Shell pattern identifiers
Future plans include identifying recaptured crabs using AI to find each crab’s unique shell pattern.
This “fingerprint” equivalent would allow researchers to better understand animal growth, feeding important information into stock assessment models.
The technical challenge however is Giant Crabs’ inter-moult period – the time between the shedding of its shell as the crab grows – which is one of the longest of any crab species. It can be up to 15 years between moults for mature females, although it is believed the unique shell pattern remains.
Given the long intermoult, IMAS is testing its methodology using Southern Rock Lobsters (Jasus edwardsii) to verify that shell patterns remain post-moult. Challenges for the imaging of rock lobsters include biofouling of the shells and possible distortion of the shell patterns, due to growth.
Success in that trial will inform how the imaging is applied to recaptured Giant Crabs.
Toby Jeavons says that the team will also continue trying to identify recaptured Giant Crabs. “The hope would be that we can identify recaptured individuals and measure growth between those intervals, to determine growth rates,” he says.
The project’s innovative collection and AI methods has already been extended to the Crystal Crab Fishery in Western Australia, with some tweaks. It is a higher volume fishery, which means more processing data of more animals so still images and video is being collected for analysis.
Innovative data collection methods are evolving and will improve how important commercial fisheries stocks are monitored. “At the end of the day, approaches to collecting data that have minimum burden and cost to fishers will enhance the long-term sustainability of these resources,” says Toby.
2019-114: Giant Crab Enhanced Data Collection - Innovative approaches to enhance data collection in the Victorian, South Australian and Tasmanian Giant Crab fisheries.

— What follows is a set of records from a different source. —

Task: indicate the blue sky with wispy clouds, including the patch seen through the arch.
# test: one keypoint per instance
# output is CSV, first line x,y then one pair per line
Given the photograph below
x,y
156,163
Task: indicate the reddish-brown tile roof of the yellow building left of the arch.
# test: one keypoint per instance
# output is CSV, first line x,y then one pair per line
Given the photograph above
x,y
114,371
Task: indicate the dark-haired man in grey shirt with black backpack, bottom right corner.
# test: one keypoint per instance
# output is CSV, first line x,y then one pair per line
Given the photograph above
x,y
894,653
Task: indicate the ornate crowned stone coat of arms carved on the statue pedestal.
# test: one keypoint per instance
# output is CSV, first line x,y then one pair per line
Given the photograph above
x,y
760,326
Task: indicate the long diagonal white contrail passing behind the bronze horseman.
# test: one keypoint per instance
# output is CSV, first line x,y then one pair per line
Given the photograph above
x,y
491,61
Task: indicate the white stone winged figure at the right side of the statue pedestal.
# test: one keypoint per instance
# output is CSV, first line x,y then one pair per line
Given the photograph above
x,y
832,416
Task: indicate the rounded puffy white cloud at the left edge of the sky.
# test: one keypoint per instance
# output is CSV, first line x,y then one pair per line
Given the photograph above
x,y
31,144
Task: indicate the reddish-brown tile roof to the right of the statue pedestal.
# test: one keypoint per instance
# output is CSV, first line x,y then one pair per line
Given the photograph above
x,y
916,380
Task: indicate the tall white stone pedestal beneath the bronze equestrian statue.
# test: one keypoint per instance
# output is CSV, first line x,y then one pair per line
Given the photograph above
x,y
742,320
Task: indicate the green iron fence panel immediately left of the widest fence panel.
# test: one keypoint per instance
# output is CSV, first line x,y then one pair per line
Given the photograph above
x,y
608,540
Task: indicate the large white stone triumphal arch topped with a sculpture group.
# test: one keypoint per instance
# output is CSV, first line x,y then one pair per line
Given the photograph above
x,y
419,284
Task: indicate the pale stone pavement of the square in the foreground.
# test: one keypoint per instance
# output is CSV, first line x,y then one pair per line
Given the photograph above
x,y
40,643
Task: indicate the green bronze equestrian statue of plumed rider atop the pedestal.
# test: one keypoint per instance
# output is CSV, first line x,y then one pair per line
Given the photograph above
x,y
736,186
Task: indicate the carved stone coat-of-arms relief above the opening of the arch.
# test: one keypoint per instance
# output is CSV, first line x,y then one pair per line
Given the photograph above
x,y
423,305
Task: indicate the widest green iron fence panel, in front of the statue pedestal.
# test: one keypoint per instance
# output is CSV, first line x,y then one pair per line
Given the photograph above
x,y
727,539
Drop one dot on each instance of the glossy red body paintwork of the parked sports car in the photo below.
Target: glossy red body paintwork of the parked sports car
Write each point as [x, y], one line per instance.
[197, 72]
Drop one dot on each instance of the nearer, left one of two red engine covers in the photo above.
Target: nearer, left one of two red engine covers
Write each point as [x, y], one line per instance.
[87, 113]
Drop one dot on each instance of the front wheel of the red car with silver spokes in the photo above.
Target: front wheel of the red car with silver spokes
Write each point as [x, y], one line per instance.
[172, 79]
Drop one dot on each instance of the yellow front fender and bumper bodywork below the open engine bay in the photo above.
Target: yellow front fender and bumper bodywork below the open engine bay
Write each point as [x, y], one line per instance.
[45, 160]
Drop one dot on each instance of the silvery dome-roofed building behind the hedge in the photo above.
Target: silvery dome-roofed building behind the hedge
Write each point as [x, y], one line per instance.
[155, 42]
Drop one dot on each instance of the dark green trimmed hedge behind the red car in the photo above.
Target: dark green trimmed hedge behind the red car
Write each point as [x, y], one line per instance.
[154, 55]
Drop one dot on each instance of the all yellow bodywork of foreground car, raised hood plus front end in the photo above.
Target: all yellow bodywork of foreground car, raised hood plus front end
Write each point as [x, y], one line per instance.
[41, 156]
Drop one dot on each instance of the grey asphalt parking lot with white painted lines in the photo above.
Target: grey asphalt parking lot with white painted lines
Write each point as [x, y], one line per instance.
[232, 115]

Off King Island and onboard the Western Light, IMAS Technical Officer Ben Quigley uses a new image-capturing system to photograph Giant Crabs. Operated by a foot pedal, the system captures key crab characteristics. Via AI, this information is then used to gauge length, growth, and sex data, which is vitally needed for robust stock assessments. The system is designed to be easy to use and will help plug a data gap.